Looking for a site not too far from Kings Lynn this weekend 20/22 Feb, preferably with hard standing. Plus would be a bonus not to be ripped off on paying for two dogs.one site quoted £5 each for dogs per night.Wouldnt mind if they were providing something special. Are sites getting greedier, or have costs risen dramatically.
Chris


----------



## 79144will (Sep 8, 2010)

Zack ,I think that site owners are using the dog thing as a way to make money out of owners,fewer people are using site in the winter ,so make the money up,I would leave the two at home /kennels,regards Bill


----------



## 4maddogs (May 4, 2010)

CC Sandringham?


----------



## Tezmcd (Aug 3, 2009)

If you fancy a really nice site then Eye Kettleby lakes near melton Mowbray may suit - not cheap but a cracking site - google it


----------



## H1-GBV (Feb 28, 2006)

Tezmcd said:


> If you fancy a really nice site then Eye Kettleby lakes near melton Mowbray may suit - not cheap but a cracking site - google it


Gosh  How close is close?

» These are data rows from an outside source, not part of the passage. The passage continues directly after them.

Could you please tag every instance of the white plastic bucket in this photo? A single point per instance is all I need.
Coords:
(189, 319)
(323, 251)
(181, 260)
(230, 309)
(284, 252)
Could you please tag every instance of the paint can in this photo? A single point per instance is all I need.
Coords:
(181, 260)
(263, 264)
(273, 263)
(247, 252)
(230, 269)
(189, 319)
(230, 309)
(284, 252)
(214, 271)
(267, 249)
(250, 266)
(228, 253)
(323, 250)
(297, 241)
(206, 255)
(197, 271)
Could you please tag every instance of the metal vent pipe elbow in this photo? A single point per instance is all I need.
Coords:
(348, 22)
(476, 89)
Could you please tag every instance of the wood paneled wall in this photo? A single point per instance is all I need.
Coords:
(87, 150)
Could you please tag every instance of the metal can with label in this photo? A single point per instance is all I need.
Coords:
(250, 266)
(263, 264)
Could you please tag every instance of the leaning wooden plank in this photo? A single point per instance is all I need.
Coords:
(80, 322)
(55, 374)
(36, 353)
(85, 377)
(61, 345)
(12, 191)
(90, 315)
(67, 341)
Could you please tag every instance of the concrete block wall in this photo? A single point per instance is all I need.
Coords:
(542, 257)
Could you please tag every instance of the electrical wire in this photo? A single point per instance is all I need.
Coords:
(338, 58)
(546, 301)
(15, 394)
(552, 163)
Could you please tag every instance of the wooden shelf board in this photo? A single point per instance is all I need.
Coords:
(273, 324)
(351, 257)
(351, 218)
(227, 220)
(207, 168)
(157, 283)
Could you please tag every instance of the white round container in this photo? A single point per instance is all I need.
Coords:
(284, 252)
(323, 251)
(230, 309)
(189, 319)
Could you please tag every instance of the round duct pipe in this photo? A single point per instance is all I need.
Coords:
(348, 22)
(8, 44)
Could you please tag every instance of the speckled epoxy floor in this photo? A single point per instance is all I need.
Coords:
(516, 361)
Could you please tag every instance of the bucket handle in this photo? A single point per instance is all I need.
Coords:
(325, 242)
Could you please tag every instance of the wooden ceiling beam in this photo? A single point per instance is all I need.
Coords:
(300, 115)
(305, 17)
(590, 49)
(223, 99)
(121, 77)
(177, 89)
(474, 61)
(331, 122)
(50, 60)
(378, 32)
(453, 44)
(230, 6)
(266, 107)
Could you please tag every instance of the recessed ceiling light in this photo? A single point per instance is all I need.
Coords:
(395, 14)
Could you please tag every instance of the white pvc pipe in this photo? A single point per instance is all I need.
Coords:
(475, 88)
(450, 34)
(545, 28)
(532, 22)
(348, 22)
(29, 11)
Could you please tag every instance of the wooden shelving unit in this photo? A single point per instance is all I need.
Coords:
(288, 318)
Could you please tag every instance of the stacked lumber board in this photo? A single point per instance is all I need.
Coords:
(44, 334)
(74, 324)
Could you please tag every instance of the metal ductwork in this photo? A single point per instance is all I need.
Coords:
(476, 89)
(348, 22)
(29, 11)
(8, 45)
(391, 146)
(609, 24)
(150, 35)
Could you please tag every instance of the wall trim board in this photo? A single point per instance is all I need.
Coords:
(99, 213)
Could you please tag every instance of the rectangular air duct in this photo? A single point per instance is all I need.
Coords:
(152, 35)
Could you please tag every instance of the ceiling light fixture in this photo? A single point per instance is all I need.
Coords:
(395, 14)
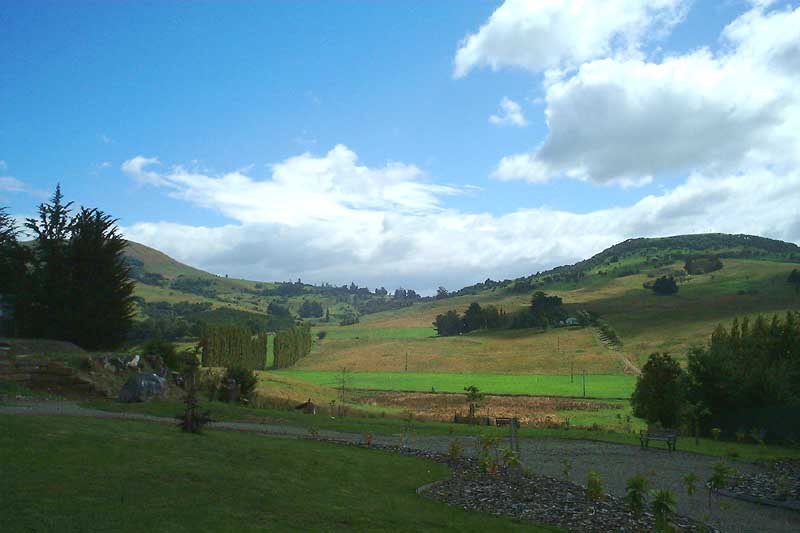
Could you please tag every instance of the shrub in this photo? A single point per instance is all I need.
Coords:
(594, 486)
(455, 451)
(663, 506)
(246, 379)
(636, 494)
(659, 393)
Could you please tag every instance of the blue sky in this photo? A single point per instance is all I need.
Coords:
(647, 118)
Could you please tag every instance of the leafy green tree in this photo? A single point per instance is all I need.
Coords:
(448, 324)
(14, 281)
(245, 378)
(102, 307)
(636, 494)
(660, 391)
(311, 308)
(665, 285)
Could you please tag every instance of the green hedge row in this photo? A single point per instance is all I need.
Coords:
(229, 346)
(292, 344)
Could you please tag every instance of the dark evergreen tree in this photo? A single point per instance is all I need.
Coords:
(665, 285)
(659, 396)
(14, 282)
(102, 306)
(51, 298)
(310, 308)
(474, 318)
(448, 324)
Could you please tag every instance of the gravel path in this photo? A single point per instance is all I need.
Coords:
(615, 463)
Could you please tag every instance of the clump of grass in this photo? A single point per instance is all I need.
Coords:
(636, 494)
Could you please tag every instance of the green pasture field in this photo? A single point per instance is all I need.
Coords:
(366, 332)
(153, 477)
(597, 385)
(393, 425)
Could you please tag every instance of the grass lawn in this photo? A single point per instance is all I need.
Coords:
(394, 426)
(597, 386)
(66, 474)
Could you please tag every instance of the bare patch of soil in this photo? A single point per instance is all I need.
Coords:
(531, 410)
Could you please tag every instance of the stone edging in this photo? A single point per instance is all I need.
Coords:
(761, 501)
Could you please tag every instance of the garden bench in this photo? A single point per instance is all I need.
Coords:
(670, 436)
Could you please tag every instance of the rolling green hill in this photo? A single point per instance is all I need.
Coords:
(174, 299)
(611, 285)
(752, 280)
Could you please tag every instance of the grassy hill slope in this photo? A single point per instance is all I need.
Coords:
(752, 281)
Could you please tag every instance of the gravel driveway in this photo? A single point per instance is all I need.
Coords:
(616, 464)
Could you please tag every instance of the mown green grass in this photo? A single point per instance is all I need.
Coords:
(361, 332)
(597, 385)
(65, 474)
(396, 426)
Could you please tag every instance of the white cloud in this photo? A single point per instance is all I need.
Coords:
(558, 34)
(511, 114)
(11, 184)
(136, 169)
(627, 120)
(330, 219)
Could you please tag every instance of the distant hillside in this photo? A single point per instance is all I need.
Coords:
(633, 255)
(175, 300)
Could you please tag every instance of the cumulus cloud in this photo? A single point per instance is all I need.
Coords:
(328, 218)
(12, 184)
(511, 114)
(136, 168)
(559, 34)
(629, 120)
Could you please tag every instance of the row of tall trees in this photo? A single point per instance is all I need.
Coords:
(71, 282)
(292, 344)
(751, 367)
(544, 311)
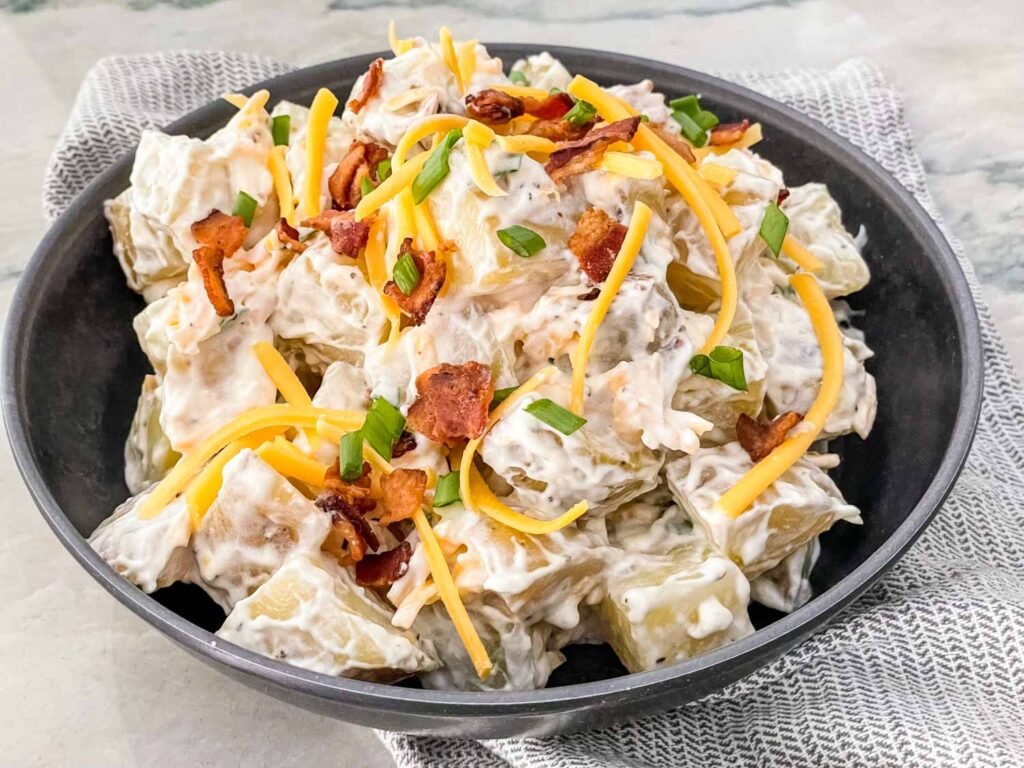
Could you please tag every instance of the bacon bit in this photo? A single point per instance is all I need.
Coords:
(559, 130)
(493, 108)
(289, 236)
(453, 401)
(555, 107)
(371, 84)
(596, 243)
(578, 157)
(219, 236)
(403, 492)
(348, 526)
(347, 235)
(432, 273)
(674, 140)
(385, 568)
(728, 133)
(404, 443)
(760, 438)
(359, 163)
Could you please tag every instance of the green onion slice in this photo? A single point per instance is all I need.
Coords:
(689, 128)
(724, 364)
(446, 491)
(555, 416)
(773, 227)
(522, 241)
(350, 456)
(407, 274)
(501, 395)
(281, 127)
(582, 114)
(435, 169)
(245, 206)
(382, 427)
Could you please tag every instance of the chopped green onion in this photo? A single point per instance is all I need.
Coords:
(245, 206)
(690, 105)
(582, 114)
(350, 456)
(555, 416)
(446, 491)
(435, 169)
(281, 127)
(773, 227)
(382, 427)
(724, 365)
(522, 241)
(407, 274)
(501, 395)
(688, 127)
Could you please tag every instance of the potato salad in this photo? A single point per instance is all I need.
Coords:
(481, 363)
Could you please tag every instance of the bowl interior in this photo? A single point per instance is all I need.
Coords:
(77, 367)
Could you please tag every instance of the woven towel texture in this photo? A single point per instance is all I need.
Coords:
(926, 670)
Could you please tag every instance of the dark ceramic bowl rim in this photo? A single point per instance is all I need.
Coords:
(459, 704)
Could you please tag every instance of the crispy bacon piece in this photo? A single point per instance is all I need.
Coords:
(403, 492)
(432, 273)
(385, 568)
(554, 107)
(559, 130)
(596, 243)
(350, 535)
(728, 133)
(578, 157)
(289, 236)
(359, 163)
(453, 401)
(347, 235)
(493, 108)
(219, 236)
(674, 140)
(404, 443)
(760, 438)
(371, 84)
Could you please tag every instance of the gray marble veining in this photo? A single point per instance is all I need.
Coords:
(127, 696)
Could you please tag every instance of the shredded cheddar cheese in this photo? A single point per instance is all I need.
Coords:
(684, 178)
(737, 499)
(262, 417)
(637, 230)
(320, 117)
(806, 260)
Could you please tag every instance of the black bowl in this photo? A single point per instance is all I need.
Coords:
(72, 371)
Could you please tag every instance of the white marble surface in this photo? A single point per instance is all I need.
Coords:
(85, 683)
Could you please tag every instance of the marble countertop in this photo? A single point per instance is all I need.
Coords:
(99, 687)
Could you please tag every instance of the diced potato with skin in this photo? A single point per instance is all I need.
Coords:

I think it is approx 70 miles between King's Lynn and Melton Mowbray.


----------



## dhutchy (Feb 7, 2010)

Kings Lynn caravan and camping park PE33 0QR


----------



## Tezmcd (Aug 3, 2009)

H1-GBV said:


> Tezmcd said:
> 
> 
> > If you fancy a really nice site then Eye Kettleby lakes near melton Mowbray may suit - not cheap but a cracking site - google it
> ...


Serves me right for not reading the end destination just the East Midlands bit

.............besides 70 miles is only half an hour in a Ferrari!


----------